Neil Armstrong morto «per malasanità»: dopo la battaglia legale, i figli patteggiano
Neil Armstrong, il primo uomo ad aver messo piede sulla luna, è morto a 82 anni, di un problema cardiaco. Secondo i suoi figli, il decesso del capitano dell’Apollo 11 era invece dovuto a un trattamento post-operatorio inadeguato ricevuto all’ospedale Mercy Health – Fairfield. Anche un esperto ingaggiato dall’ospedale avrebbe, secondo il New York Times, rilevato seri problemi nelle cure ricevute da Armstrong.
Secondo documenti visionati dal quotidiano americano l’ospedale avrebbe difeso il trattamento effettuato, per poi accettare di versare 6 milioni di dollari alla famiglia per evitare una «pubblicità devastante». L’ospedale avrebbe insistito per mantenere segreti il reclamo e il patteggiamento.

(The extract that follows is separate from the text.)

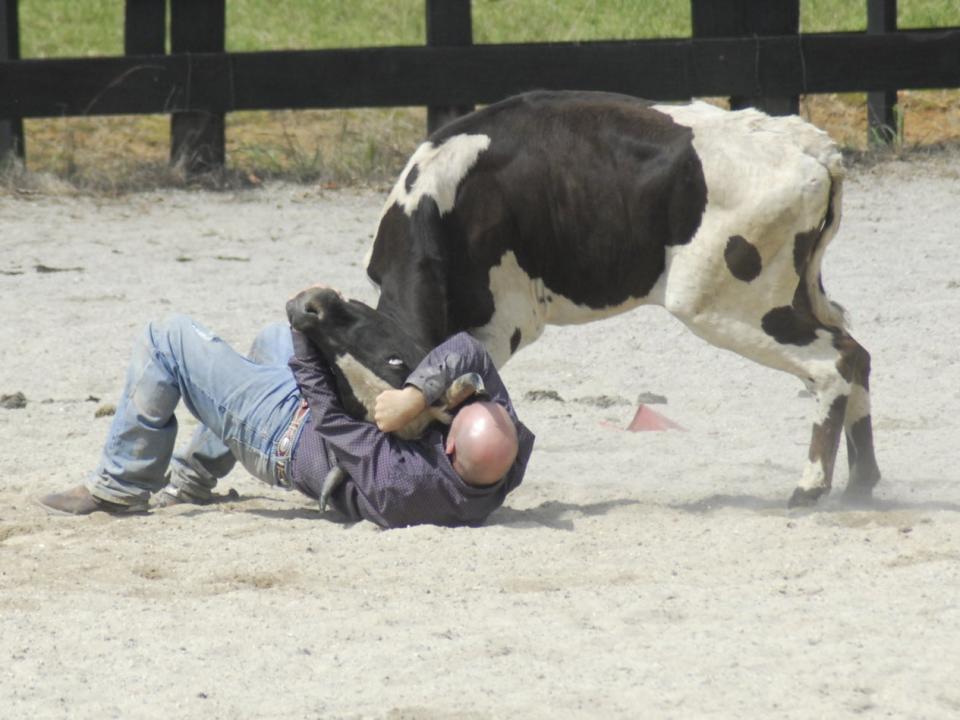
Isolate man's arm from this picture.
[405,332,517,422]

Nell’agosto 2012, Armostrong avrebbe subito un intervento di by-pass cardiaco. In seguito a questo, la moglie aveva riferito all’Associated Press che il marito era «incredibilmente resistente» e che camminava nel corridoio. Ma quando le infermiere hanno rimosso i cavi per un pacemaker provvisorio, la membrana che circondava il cuore avrebbe iniziato a sanguinare, portando a una serie di problemi che avrebbero causato la sua morte il 25 agosto dello stesso anno.
Dopo anni di processi, alla vigilia del quarantacinquesimo anniversario della prima missione sulla luna, la moglie di uno dei figli di Armstrong ha mandato una mail minatoria all’ospedale. Se non avessero raggiunto un accordo in tempi brevi Rick e Mark Armstrong avrebbero parlato pubblicamente della scarsa qualità delle cure ricevuto dal padre al Mercy Health – Fairfield. Ed è qui che le parti si sarebbero accordate su un risarcimento da sei milioni.
Il New York Times ha ricevuto le 93 pagine di documenti processuali cinque anni dopo, da un mittente anonimo che ha dichiarato di essere motivato dalla volontà che questo episodio possa salvare le vite di altre persone. Questa storia è soltanto un esempio illustre di una pratica che negli Stati Uniti avviene spesso: i patteggiamenti segreti per casi di malasanità, che proteggono la reputazione ma minacciano la responsabilità pubblica degli ospedali.